Services, such as those from Gomez and Keynote Systems, send robotic transactions into a Web site and record the site's reactions to just those transactions. We then let in some live Syracuse University Internet traffic. Our RTUM products recorded all the live (real user) transactions. This approach gave us an idea how the traffic we cared about looked intermingled with other traffic. Our method emulated a situation in which one IT group is caring for one application, while a different group is watching another. We wanted to know how well the traffic could be separated. Note that the RTUM products can be set to recognize and ignore bots like Keynote and Gomez.

If you love detailed data, you'll be in heaven with these products. We anticipated problems damping down the influx of test traffic, but that turned out to be a nonissue. All the products had methods for managing massive quantities of data, and both Coradiant's TrueSight and Quest's UEM suggest limiting data collection to important sites or transactions. By setting capture filters for specified servers, pages, users and transactions, thousands of other sessions being carried over the test segment were written off as noise.

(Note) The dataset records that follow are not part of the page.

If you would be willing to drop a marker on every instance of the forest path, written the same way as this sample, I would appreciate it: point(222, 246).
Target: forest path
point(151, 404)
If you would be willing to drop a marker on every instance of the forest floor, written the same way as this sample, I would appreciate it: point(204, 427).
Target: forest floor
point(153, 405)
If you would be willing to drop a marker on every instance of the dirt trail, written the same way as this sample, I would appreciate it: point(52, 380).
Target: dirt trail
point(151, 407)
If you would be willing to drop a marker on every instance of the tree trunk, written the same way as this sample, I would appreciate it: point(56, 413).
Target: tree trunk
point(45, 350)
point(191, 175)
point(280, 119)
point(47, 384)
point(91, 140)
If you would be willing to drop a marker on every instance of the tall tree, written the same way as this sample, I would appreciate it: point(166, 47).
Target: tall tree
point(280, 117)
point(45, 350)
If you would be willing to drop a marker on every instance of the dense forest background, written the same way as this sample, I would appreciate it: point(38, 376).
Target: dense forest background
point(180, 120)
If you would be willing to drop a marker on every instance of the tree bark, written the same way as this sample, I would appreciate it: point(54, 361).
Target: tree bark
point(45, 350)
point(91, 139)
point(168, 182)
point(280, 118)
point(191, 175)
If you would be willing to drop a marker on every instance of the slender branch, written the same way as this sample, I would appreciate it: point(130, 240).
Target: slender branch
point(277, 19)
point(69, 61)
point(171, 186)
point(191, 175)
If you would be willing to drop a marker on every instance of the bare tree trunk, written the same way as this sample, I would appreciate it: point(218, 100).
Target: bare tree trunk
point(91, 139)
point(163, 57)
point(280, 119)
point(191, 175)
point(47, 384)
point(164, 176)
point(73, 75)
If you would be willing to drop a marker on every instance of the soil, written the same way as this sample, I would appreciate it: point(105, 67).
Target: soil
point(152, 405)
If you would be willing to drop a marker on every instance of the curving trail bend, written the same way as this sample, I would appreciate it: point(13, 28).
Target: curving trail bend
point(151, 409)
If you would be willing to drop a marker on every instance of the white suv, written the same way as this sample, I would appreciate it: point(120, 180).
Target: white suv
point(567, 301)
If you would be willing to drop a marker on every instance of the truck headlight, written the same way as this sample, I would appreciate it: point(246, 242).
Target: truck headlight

Even with our tightened page, user, transaction and server limits, we collected a lot of application data, and all of it was measured. Statistics about transaction frequency, and user and server response times, as well as data about these response times in relation to historical averages and as standard deviation and percentiles across all users' experiences (all the packets sent and received), were monitored and collected in real time by all three products tested.

We took hourly, daily, weekly and monthly views to see the performance trends and aberrations of our Web server, sites and specific transactions. We looked for measured trends or averages outside our thresholds by running through application and transaction reports. All the products let us set thresholds and could alert us to violations, but as is always the case with baselining performance, it took a week of data collection before these baselines were accurate enough to use.